Rejimin farklı görünümler altında kendisini yeniden tesis etmeye başlamasıyla birlikte ilk hedef alınanlar bu gruplar oldu. 2012’de Port Said’deki katliam, şüpheli şekilde “yüklü” el Mısri taraftarlarının maç sonunda el Ehli taraftarlarının bulunduğu tribüne saldırması ve polisin de stadın kapılarını kapatmasıyla gerçekleşmişti. Bu açık devlet katliamını kendisi için kusursuz bir bahaneye dönüştüren rejim, katliam sonrası Mısır’da taraftarların futbol sahalarına girişini istisnalar harici yasaklamış, böylece Mısır’ın isyan tarihinde önemli bir yeri olan tribünler denklemden çıkarılmaya çalışılmıştı.
Yasak, bu ayın başında kısmi olarak kaldırılırken bu “kısmi” halin de rejim için yeni bir katliam gerekçesine dönüştüğünü gördük. 10 bin taraftarın stada girmesine izin verilen pazar akşamki Zamalek-ENPPI maçı öncesi Beyaz Şövalyeler, “Artık maçları evimizde izlemeyeceğiz” diyerek stadyuma girmeye çalışırken gaz bombalı saldırıya uğradı. Dikenli tellerle çevrili dar bir alanda sıkışan taraftarlar gazın etkisiyle oluşan kargaşada boğularak yaşamını yitirdi. Bu -gaz bombası hoyratlığımız dikkate alınırsa ülkemizde şu ana kadar yaşanmamış olması sadece şansla açıklanabilecek- acı ve kalleşçe katliamın ciddi etkileri olacaktır. Rejimin ligleri süresiz olarak askıya alması ise bu sonuçların en basiti.
Rejim, geçmişte taraftar gruplarından yediği golleri bir kez daha yememek için restorasyon sürecinde bu grupların bastırılmasına ve tribünlerin depolitizasyonuna özel bir önem veriyor.
Mübarek döneminde halkın en azından tribünleri vardı, Sisi burayı da zapturapt altına almak istiyorsa özel hayatı ve kamusal alanı tamamen boğmak isteyen bir ultra-polis devleti tesis etmek zorunda demektir.
Gençliğin yüksek oranda yerleşik siyasi yapıları, seçimleri vs. reddettiği bir ortamda örgütlü devrimci hareketlerin yokluğunda meydanın IŞİD’e kaldığı Kuzey Afrika ülkelerinde ve Mısır’da net bir şekilde görülüyor.
Sisi ve Zamalek Başkanı Mansur gibi burjuva iş birlikçilerinin düzeninin bu gidişatı hızlandıracağı açık.
Son olarak Mısır ve Ortadoğu futboluna dair birincil kaynaklarımızdan James M. Dorsey konu üzerine kaleme aldığı yazıda, Mısır’da taraftar gruplarının suçlulaştırılması sürecini Türkiye’de yaşananlara benzetirken haksız değil.
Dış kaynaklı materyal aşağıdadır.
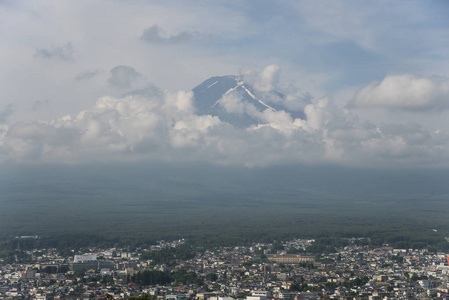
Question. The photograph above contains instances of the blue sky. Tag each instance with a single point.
(370, 66)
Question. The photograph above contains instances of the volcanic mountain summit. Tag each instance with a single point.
(235, 101)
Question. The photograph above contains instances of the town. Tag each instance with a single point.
(175, 270)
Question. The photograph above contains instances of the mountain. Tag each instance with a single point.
(235, 101)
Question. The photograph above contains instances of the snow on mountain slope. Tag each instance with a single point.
(234, 101)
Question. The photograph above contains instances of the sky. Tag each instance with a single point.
(107, 81)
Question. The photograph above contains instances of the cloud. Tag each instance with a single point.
(7, 111)
(37, 105)
(405, 92)
(153, 35)
(87, 75)
(163, 126)
(64, 52)
(123, 76)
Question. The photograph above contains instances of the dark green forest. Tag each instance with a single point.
(101, 205)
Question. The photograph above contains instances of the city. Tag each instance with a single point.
(279, 270)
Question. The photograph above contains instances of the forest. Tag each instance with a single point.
(71, 207)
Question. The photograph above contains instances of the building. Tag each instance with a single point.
(291, 258)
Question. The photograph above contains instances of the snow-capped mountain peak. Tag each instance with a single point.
(234, 101)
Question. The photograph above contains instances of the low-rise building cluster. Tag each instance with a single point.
(256, 272)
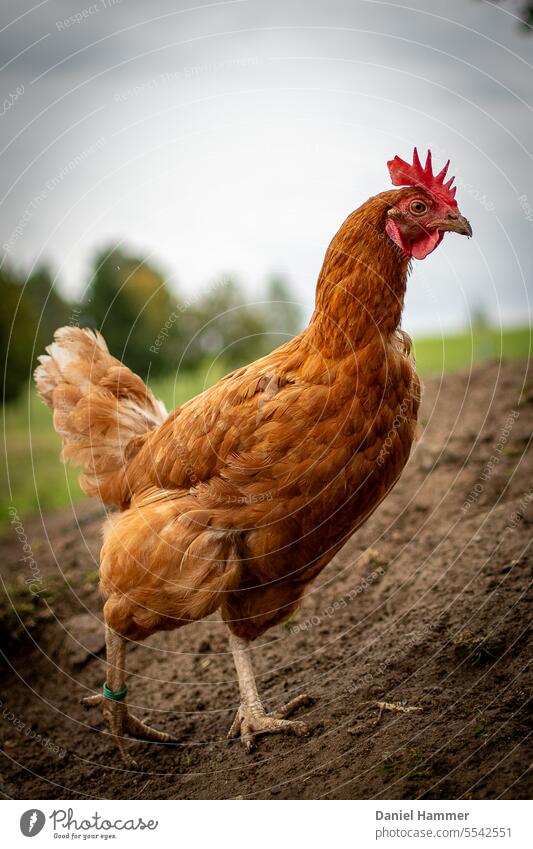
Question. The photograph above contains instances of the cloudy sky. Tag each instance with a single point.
(235, 137)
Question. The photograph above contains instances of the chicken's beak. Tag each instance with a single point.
(455, 223)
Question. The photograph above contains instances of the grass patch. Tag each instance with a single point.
(462, 351)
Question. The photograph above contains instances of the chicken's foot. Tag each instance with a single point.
(116, 713)
(251, 718)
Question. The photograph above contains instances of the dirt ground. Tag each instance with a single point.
(426, 607)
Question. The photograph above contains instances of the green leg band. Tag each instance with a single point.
(114, 697)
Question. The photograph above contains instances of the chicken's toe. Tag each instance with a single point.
(251, 721)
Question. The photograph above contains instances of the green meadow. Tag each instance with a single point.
(32, 478)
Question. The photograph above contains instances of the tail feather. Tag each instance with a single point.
(101, 409)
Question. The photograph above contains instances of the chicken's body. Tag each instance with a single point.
(239, 498)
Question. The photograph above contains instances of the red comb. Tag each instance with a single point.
(403, 174)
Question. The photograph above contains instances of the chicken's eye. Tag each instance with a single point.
(418, 207)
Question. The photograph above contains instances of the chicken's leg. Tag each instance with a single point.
(114, 708)
(251, 718)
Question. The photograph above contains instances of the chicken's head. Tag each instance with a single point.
(416, 223)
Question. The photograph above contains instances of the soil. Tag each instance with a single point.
(414, 643)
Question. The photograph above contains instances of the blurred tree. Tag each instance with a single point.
(52, 310)
(18, 323)
(284, 315)
(128, 301)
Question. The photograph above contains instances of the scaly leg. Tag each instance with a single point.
(118, 717)
(251, 718)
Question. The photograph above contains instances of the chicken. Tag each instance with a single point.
(237, 500)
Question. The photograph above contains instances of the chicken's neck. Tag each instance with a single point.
(361, 287)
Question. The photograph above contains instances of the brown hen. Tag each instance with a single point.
(239, 498)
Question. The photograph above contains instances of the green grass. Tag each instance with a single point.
(33, 479)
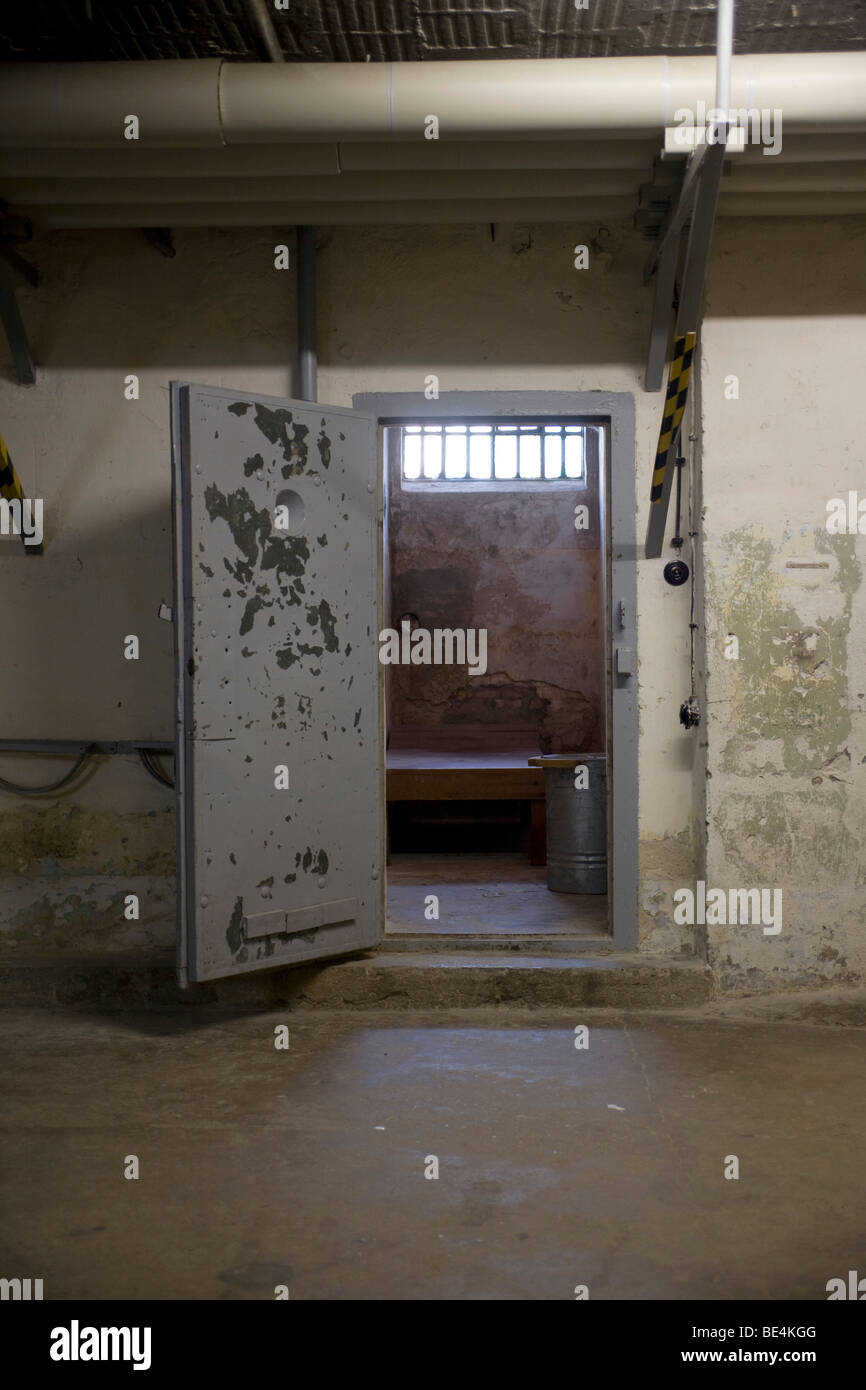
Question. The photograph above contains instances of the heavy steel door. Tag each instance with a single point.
(278, 723)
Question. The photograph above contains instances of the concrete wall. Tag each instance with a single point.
(512, 313)
(513, 565)
(787, 734)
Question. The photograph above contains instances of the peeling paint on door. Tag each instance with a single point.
(282, 777)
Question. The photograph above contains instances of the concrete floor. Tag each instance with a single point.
(483, 894)
(558, 1166)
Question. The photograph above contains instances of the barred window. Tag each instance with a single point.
(487, 452)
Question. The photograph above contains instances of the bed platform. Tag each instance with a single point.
(469, 762)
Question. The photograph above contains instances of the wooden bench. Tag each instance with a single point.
(469, 762)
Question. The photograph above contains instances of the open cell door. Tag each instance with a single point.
(280, 755)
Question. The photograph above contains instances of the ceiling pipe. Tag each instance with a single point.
(580, 210)
(285, 161)
(210, 103)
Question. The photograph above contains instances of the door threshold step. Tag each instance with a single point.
(513, 944)
(376, 980)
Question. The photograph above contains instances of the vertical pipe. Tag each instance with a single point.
(724, 49)
(306, 313)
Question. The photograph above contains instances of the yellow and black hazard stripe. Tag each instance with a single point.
(10, 483)
(11, 489)
(674, 406)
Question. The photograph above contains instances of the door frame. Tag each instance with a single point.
(617, 496)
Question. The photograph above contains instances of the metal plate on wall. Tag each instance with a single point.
(280, 749)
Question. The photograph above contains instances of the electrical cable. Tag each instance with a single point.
(41, 791)
(148, 762)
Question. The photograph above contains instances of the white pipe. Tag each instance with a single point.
(576, 210)
(330, 160)
(203, 102)
(724, 52)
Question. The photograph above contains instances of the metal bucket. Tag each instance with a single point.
(577, 822)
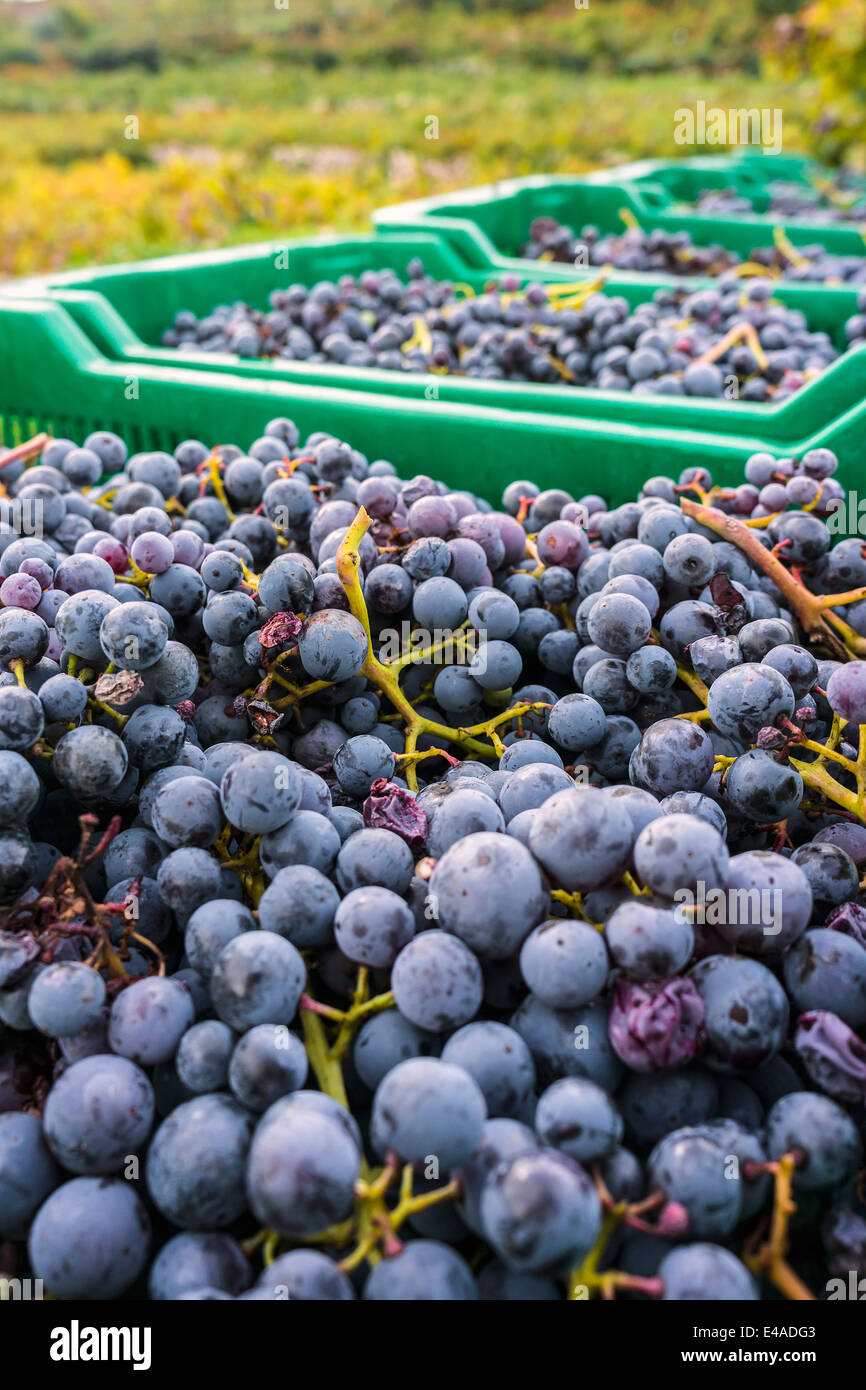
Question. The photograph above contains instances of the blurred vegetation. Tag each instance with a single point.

Bu köşede de birkaç kez vurguladığımız üzere Sisi ve Erdoğan her ne kadar birbirlerine düşman gözükseler de muhalefete karşı ellerindeki devlet aygıtını konumlandırış biçimleri, muhalefeti suçlarken kullandıkları dil benzer.
Sisi bugün kendisini onaylamayan herkese “vatan haini” muamelesi yaparken aynı anlayışın Türkiye’de birkaç sene içerisinde Mısır’ı aratmayan katliamlara imza atması distopya kabilinden değerlendirilemez.